A selection of film shorts by graduating MFA students Leticia Bernaus, Danny Carroll, Kylie Renee Clark, and Tamara Becerra Valdez from the School of Art & Art History at University of Illinois at Chicago. This hour long program is organized in conjunction with the UIC MFA Thesis Exhibitions, Now & There and A Nameless Familiar, at Gallery 400.
We are excited to welcome works by guest filmmakers and UIC alum Mary Helena Clark, Mike Gibisser, and Zachary Hutchinson.
Digital projection, ~51 mins, FREE
Co-organized by Tamara Becerra Valdez and Danny Carroll.
The work of Leticia Bernaus (b. Argentina) displays an intriguing take on the conflicting contemporary link between nature and culture. She superimposes materials and formats, fading the boundaries between animal and mineral, industry and culture, documentary and fiction. Bernaus works with moving image, performance, photography, and writing in order to explore contemporary issues of displacement and belonging, diversity, and forms of colonialism. Her work has been exhibited internationally in Argentina, Brazil, United States, Spain, England, and Italy. She lives and works in Chicago (IL).

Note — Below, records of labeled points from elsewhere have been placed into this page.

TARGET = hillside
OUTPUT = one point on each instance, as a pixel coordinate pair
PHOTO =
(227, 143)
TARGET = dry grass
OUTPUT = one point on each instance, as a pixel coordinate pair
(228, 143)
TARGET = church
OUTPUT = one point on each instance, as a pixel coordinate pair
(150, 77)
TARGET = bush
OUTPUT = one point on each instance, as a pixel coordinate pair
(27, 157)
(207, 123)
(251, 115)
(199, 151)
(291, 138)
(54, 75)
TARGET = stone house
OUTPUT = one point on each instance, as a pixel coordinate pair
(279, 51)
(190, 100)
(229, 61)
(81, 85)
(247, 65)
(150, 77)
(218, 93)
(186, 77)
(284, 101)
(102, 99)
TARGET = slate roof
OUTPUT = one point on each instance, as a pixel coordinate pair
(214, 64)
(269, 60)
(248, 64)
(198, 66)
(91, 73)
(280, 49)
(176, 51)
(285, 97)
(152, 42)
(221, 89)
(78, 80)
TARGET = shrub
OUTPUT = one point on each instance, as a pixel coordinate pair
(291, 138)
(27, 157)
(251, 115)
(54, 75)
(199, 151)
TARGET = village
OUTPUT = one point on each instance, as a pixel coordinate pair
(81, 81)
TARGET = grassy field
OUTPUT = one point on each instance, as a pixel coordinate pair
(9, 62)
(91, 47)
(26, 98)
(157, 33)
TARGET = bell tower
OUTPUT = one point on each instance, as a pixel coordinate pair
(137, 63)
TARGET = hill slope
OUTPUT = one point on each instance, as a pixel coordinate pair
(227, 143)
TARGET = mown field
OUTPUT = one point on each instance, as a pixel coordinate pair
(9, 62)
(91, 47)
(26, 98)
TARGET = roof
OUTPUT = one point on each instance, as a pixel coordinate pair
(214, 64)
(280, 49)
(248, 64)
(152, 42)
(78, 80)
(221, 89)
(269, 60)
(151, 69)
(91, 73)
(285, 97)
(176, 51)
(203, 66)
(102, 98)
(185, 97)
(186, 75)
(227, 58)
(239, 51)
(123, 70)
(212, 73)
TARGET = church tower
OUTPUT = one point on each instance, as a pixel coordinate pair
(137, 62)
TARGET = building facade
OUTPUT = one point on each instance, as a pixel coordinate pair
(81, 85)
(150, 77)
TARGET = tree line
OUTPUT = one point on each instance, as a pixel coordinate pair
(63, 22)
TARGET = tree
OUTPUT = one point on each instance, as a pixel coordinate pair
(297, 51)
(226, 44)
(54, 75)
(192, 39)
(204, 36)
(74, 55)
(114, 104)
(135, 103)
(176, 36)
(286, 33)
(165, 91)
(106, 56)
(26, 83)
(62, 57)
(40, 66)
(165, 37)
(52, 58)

Danny lives and works in Chicago. His work focuses on nuances of care and desire, and how they exist in the everyday. Danny holds a BFA in visual arts from the New School and is currently finishing his Master’s degree in Moving Image at the University of Illinois at Chicago. He has also completed residencies at Lazuli and the Skowhegan School of Painting and Sculpture.
Mary Helena Clark
Mary Helena Clark is an artist working in film, video, and installation. Her work uses the language of collage, often bringing together disparate subjects and styles that suggest an exterior logic or code, to explore dissociative states through cinema. Working with quotation, the materiality of film, and incongruous sound/image relationships, Clark’s recent work explores shifting subjectivities and the limits of the embodied camera. Her films, such as After Writing (2008), And the sun flowers (2009), Sound Over Water (2009), By foot-candle light (2011), The Plant (2012), Orpheus (outtakes) (2012) and The Dragon is the Frame (2014), have been screened at International Film Festival Rotterdam, New York Film Festival, Toronto International Film Festival, Wexner Center for the Arts (Columbus), Vox Populi (Philadelphia), Anthology Film Archives (New York), Museum of Contemporary Photography (Chicago), National Gallery of Art (Washington DC), and the Brooklyn Academy of Music, among others.
Kylee Renee Clark
Kylie Renee Clark draws from her own process of growing up to feed her filmmaking practice, exploring the pain, joy, loneliness, and uncertainty that is born from the act of human development. Mixing mainstream filmmaking with a reflective sensibility, Clark’s films exist as investigations of her experiences in the world. Her work often finds itself toeing a line: between Mexican and White, child and adult, sadness and gratification. Clark’s peregrination into her own lived past and imagined future gives her a tenuous connection to the present, lending a dream-like quality to her films.
Mike Gibisser is a filmmaker and artist interested in navigating the indefinite lines between essay, narrative, experimental, and documentary work, often drawing together disparate subjects or time periods. He has presented work at numerous galleries and festivals around the world, including the International Oberhausen Film Festival, the Harvard Film Archive, Tony Wight Gallery, Block Cinema, the AFI Film Festival, the Images Film Festival, Sundance, the European Media Arts Festival, threewalls gallery, and Views from the Avant Garde in the New York Film Festival. His work has been featured in Artforum, Variety, and Cinemascope, amongst other publications.
Zachary Hutchinson (b. 1991) comes to art through costume making, theater, video making and an obsessive attention to image and transgressive affect. Hutchinson’s work uses queerness as resistance to capitalism through toys and fashion. Hutchinson received a BFA from SAIC and a MFA at UIC. They have shown work in Montreal, Mexico City, San Francisco CA, NYC, Los Angeles, Portland OR, Austin TX, Berlin Germany, Athens Greece, Glasgow United Kingdom, Iceland, Venice, and extensively in Chicago IL.
Tamara Becerra Valdez
Tamara Becerra Valdez uses video, printmaking, photography, and installation alongside an adoption of methods in archaeology, ethnography, and archives to reconsider overlooked historical topographies found in traces and fragments in the urban social landscape. The ephemeral nature of human behavior leaves an impression in her work. Valdez earned her Bachelor of Fine Arts in Studio Art and Anthropology at the University of Texas at Austin in 2008. She is currently completing her Master’s degree in Moving Image at the University of Illinois at Chicago.